Yeni Üyelik
24.
Bölüm

23.HASTA

@dilanzclk

Artık feryat eden tek şey kalbimdi.

Dudaklarım dudaklarının üstündeydi.

Ne yaptığımı fark ettiğimde artık her şey için çok geçti, yaptığım tek şey dudaklarına dokunmak olsa da bu beni daha o saniye mahvetmişti. Cehennemi andıran dudaklarıyla tanışan dudaklarım, nefesinin ateşinde öylece kalakalmıştı. Yapabildiğim bu kadardı. Bu kadarına bile ruhumdan bir parçayı tutuşturmuştu.

Yumduğum gözkapaklarımı sımsıkı kapalı tutmaya devam ettim. Eğer açarsam gözlerimi, göreceğim il ifadenin onun zaferi, Emir'in hayal kırıklığı ve gurumu bir çöp kadar değersizleştirmeye hazır topluluğu göreceğimden adım kadar emindim. Beni şuracıkta öldürse gıkımı çıkarmazdım. Çünkü utancım beni zaten öldürecekti.

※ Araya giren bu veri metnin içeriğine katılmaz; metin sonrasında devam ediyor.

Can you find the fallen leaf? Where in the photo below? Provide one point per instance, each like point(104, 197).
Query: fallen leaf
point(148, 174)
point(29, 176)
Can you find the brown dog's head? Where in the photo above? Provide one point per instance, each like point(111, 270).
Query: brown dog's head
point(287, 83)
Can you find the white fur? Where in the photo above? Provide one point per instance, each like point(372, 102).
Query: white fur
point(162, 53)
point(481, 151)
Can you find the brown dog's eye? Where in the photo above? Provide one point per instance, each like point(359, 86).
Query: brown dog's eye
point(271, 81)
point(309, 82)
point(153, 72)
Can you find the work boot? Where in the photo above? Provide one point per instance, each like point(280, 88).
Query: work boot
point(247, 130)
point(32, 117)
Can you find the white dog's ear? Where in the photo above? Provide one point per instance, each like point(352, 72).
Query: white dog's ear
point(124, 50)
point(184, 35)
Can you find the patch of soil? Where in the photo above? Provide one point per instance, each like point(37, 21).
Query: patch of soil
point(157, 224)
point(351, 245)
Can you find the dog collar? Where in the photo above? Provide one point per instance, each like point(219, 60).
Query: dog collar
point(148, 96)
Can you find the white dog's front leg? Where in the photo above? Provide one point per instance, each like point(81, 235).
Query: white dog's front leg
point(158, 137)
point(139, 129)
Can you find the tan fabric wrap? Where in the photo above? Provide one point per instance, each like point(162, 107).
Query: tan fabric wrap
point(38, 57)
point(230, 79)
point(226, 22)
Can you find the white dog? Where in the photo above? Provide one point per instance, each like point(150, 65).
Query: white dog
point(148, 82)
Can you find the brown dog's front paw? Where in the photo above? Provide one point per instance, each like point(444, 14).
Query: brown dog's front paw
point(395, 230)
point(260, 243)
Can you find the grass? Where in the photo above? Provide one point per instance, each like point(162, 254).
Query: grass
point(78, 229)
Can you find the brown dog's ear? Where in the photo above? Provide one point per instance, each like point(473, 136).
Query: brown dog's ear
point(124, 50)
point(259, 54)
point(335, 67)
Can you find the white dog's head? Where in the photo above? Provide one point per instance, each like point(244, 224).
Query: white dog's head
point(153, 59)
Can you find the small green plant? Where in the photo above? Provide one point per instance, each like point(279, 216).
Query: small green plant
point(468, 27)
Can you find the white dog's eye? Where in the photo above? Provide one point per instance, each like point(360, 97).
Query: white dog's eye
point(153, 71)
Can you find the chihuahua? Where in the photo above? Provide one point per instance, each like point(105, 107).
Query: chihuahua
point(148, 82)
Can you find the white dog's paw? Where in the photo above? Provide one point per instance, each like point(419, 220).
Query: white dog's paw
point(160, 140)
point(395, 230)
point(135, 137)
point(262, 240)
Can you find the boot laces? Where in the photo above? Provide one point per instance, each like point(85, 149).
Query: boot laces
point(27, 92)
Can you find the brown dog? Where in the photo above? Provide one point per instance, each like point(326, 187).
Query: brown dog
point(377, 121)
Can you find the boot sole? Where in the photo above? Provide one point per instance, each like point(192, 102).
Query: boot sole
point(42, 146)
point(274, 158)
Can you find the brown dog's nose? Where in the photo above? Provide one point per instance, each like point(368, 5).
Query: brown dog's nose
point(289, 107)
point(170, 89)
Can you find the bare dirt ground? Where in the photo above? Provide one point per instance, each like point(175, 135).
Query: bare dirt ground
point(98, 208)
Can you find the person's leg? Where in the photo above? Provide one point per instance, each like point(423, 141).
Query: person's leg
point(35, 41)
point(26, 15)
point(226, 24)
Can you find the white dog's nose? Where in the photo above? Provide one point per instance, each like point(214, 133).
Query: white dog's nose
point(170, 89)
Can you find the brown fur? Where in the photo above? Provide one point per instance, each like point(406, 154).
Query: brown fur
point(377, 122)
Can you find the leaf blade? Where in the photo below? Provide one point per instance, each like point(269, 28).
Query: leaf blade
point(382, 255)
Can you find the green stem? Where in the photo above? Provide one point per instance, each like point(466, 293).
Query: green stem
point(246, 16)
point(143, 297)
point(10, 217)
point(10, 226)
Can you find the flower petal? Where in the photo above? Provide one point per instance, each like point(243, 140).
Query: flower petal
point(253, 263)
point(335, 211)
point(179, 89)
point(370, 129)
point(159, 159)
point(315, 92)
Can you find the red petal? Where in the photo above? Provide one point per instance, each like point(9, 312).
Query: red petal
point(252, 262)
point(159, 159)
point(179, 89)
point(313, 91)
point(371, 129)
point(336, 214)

Belime dokunan elini hissettiğimde, sırtım onun Emir'i bırakıp beni kendisiyle birlikte doğrultmasıyla düzlüğüne kavuştu. Kemikli parmaklarının yarısı boynumu yarısı yanağımı içine aldığında, dudakları dudaklarımın üzerinde hareket etti ve içime doğru sıcak soluğu döküldü. Göğsüm soluğunu sarıp sarmaladı ama kalbim göğsümdeki duvarı deşmek üzereydi.

Aramıza tek bir yağmur damlası bile girmeye yeltenemezken alt dudağım susamış dudaklarının altında ezildi. Beni öpüyordu, iki cehennemin arasından zehirli soluğu soluğum olduğunda öleceğimi sandım. Bedenim buz tutarken ellerim onu itmeye yetecek güç yetirdi.

Islak kirpiklerimi kırpıştırdım. Sımsıkı yumduğum gözlerimi araladığımda ilk gördüğüm kaşındaki yara olmuştu. Kirpiklerim gür kirpiklerinin ucunda tutuşmayı bekliyordu. Sağ elimi göğsüne yasladığımda yıkılmak için bekleyen dizlerimin sancısını umursamadım. Onu öyle bir ittim ki, sanki katilinden kaçan bir kurbanın apansız çırpınışıydım. Tüm gücüm onun tarafından öldürülmemek için avuçlarıma toplanmış, ayaklarım dermansız olsa da yaşamak için onun cehennem çukurundan kurtularak geriye doğru düşmüştü.

Dudakları dudaklarımdan koptuğunda bir adım geriye gitti. Yüzündeki zaferin aksine gözlerinde dağılmış bir ifade vardı. Gözlerindeki buz tutmuş gölün ortasına biri çekiçle vurmuşta, çatlakları okyanusuna kadar ilerlemişti sanki.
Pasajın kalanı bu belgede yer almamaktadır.